江戸東京たてもの園
東京都小金井市桜町3-7-1
世田谷の住宅街など、緑豊かな豪邸や意匠を凝らした個性的な住宅が並んでいる街を走っていると、ついきょろきょろと脇見運転をして危ない目にあったりする。中をのぞいてみたいし、写真も撮りたいのだが個人宅なのでそういうわけにもいかず、気になる家のまわりを怪しい人一歩手前の状態でうろうろするのはちょっと気まずい。

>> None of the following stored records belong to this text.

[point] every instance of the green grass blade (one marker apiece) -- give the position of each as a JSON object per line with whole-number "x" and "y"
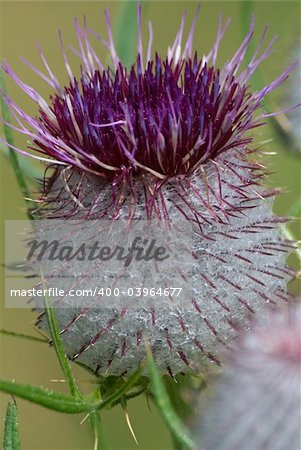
{"x": 12, "y": 154}
{"x": 22, "y": 336}
{"x": 119, "y": 393}
{"x": 171, "y": 419}
{"x": 58, "y": 345}
{"x": 47, "y": 398}
{"x": 11, "y": 439}
{"x": 247, "y": 8}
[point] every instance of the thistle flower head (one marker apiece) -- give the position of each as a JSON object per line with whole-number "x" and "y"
{"x": 165, "y": 138}
{"x": 163, "y": 118}
{"x": 257, "y": 402}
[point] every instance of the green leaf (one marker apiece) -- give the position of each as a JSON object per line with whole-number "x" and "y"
{"x": 12, "y": 154}
{"x": 29, "y": 169}
{"x": 99, "y": 439}
{"x": 11, "y": 430}
{"x": 174, "y": 424}
{"x": 58, "y": 345}
{"x": 119, "y": 393}
{"x": 47, "y": 398}
{"x": 126, "y": 42}
{"x": 22, "y": 336}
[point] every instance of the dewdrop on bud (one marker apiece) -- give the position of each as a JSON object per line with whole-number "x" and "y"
{"x": 166, "y": 141}
{"x": 256, "y": 405}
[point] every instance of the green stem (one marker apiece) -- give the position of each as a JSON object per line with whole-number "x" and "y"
{"x": 13, "y": 157}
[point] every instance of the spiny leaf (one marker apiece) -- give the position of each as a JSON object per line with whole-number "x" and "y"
{"x": 174, "y": 424}
{"x": 58, "y": 345}
{"x": 11, "y": 430}
{"x": 47, "y": 398}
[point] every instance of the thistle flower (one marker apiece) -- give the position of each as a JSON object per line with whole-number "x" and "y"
{"x": 165, "y": 139}
{"x": 257, "y": 403}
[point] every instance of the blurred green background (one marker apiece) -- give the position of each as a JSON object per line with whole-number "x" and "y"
{"x": 22, "y": 24}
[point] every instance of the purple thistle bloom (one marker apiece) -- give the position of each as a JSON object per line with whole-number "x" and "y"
{"x": 166, "y": 138}
{"x": 257, "y": 402}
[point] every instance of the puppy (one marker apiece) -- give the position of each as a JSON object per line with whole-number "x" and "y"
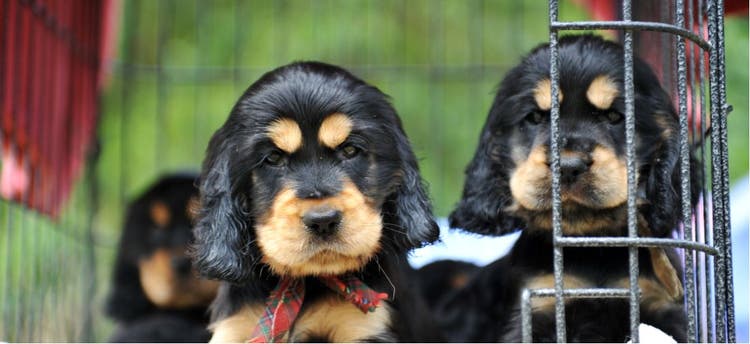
{"x": 443, "y": 277}
{"x": 156, "y": 293}
{"x": 311, "y": 199}
{"x": 508, "y": 187}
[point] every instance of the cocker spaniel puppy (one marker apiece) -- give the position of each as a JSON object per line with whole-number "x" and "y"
{"x": 311, "y": 198}
{"x": 508, "y": 187}
{"x": 157, "y": 295}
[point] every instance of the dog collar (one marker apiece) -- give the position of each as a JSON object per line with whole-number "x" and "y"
{"x": 285, "y": 301}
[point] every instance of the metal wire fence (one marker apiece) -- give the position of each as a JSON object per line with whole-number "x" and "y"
{"x": 706, "y": 236}
{"x": 182, "y": 64}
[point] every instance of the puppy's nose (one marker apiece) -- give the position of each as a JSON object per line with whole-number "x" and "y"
{"x": 322, "y": 222}
{"x": 571, "y": 167}
{"x": 181, "y": 265}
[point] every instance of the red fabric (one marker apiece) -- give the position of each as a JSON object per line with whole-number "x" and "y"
{"x": 285, "y": 301}
{"x": 49, "y": 78}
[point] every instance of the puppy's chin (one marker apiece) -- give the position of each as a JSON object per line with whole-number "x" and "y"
{"x": 166, "y": 288}
{"x": 325, "y": 262}
{"x": 603, "y": 186}
{"x": 288, "y": 248}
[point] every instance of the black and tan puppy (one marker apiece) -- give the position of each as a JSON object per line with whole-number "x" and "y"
{"x": 311, "y": 183}
{"x": 508, "y": 187}
{"x": 156, "y": 294}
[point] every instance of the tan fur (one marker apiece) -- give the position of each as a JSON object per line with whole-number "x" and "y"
{"x": 290, "y": 250}
{"x": 653, "y": 295}
{"x": 160, "y": 213}
{"x": 663, "y": 269}
{"x": 530, "y": 182}
{"x": 548, "y": 282}
{"x": 192, "y": 208}
{"x": 602, "y": 92}
{"x": 334, "y": 130}
{"x": 165, "y": 289}
{"x": 332, "y": 318}
{"x": 610, "y": 178}
{"x": 238, "y": 327}
{"x": 543, "y": 94}
{"x": 338, "y": 321}
{"x": 285, "y": 134}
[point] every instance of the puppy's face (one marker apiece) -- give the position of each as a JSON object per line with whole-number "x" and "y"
{"x": 514, "y": 156}
{"x": 319, "y": 185}
{"x": 318, "y": 175}
{"x": 158, "y": 234}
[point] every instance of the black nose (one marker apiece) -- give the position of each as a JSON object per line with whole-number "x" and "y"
{"x": 322, "y": 222}
{"x": 182, "y": 265}
{"x": 571, "y": 167}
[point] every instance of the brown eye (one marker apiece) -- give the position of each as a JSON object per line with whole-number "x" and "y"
{"x": 614, "y": 117}
{"x": 535, "y": 117}
{"x": 349, "y": 151}
{"x": 274, "y": 159}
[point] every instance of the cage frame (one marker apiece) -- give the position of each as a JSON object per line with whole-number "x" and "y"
{"x": 721, "y": 231}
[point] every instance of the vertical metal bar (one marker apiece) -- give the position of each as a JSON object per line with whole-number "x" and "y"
{"x": 526, "y": 331}
{"x": 685, "y": 170}
{"x": 130, "y": 25}
{"x": 707, "y": 202}
{"x": 724, "y": 157}
{"x": 631, "y": 159}
{"x": 696, "y": 139}
{"x": 198, "y": 145}
{"x": 716, "y": 179}
{"x": 555, "y": 167}
{"x": 162, "y": 32}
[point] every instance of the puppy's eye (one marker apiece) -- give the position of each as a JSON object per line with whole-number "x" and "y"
{"x": 535, "y": 118}
{"x": 349, "y": 151}
{"x": 613, "y": 117}
{"x": 274, "y": 159}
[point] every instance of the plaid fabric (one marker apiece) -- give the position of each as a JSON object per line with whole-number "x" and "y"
{"x": 354, "y": 291}
{"x": 285, "y": 301}
{"x": 282, "y": 308}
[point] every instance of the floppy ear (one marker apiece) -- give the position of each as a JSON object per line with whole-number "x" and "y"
{"x": 412, "y": 206}
{"x": 663, "y": 186}
{"x": 486, "y": 191}
{"x": 221, "y": 249}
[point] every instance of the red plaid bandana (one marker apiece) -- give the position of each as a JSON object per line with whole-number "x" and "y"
{"x": 285, "y": 301}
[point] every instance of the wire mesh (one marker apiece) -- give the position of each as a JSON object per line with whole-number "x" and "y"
{"x": 705, "y": 229}
{"x": 183, "y": 63}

その点、小金井公園内にある江戸東京たてもの園では古墳時代の昔からつい最近の住宅や商店まで、庶民の家からお金持ちの家まで、様々なお宅におじゃまできるのが楽しい。映画「千と千尋の神隠し(監督:宮崎駿、2001)」のモデルになった子宝の湯を中心に広がる下町商店街が充実していて人気も高いようだが、わたしは田園調布の家や前川國男邸のならぶ西ゾーンが好きだ。
近代建築家・堀口捨己の実質的な処女作と言われる小出邸は、建築誌などによく紹介される紫烟荘を彷彿とさせる姿で、ディ・ステイルの影響を受けた幾何学的な空間処理が美しい。はす向かいの三井八郎右衞門邸は、我々には縁のないお金持ちのお宅におじゃまできるのがうれしい。巴の形をした手水鉢がおもしろかった。
建物ではないけれど、明治・大正時代に丸の内で時を知らせた大砲も展示されている。正午に「ドン」と午砲を撃ったことから、お昼のことをドンと言うようになったと言う。このことから昼で仕事を切り上げることを「半ドン」と言うようになったと聞いたことがあったが、それは誤りらしい。オランダ語のゾンダッハ(zondag日曜日)をなまってドンタクと言ったことから、半分休みなので半ドンと言うというのが正しいようだ。
どの家にも親切な解説員がいるので、いろいろ教えてもらおう。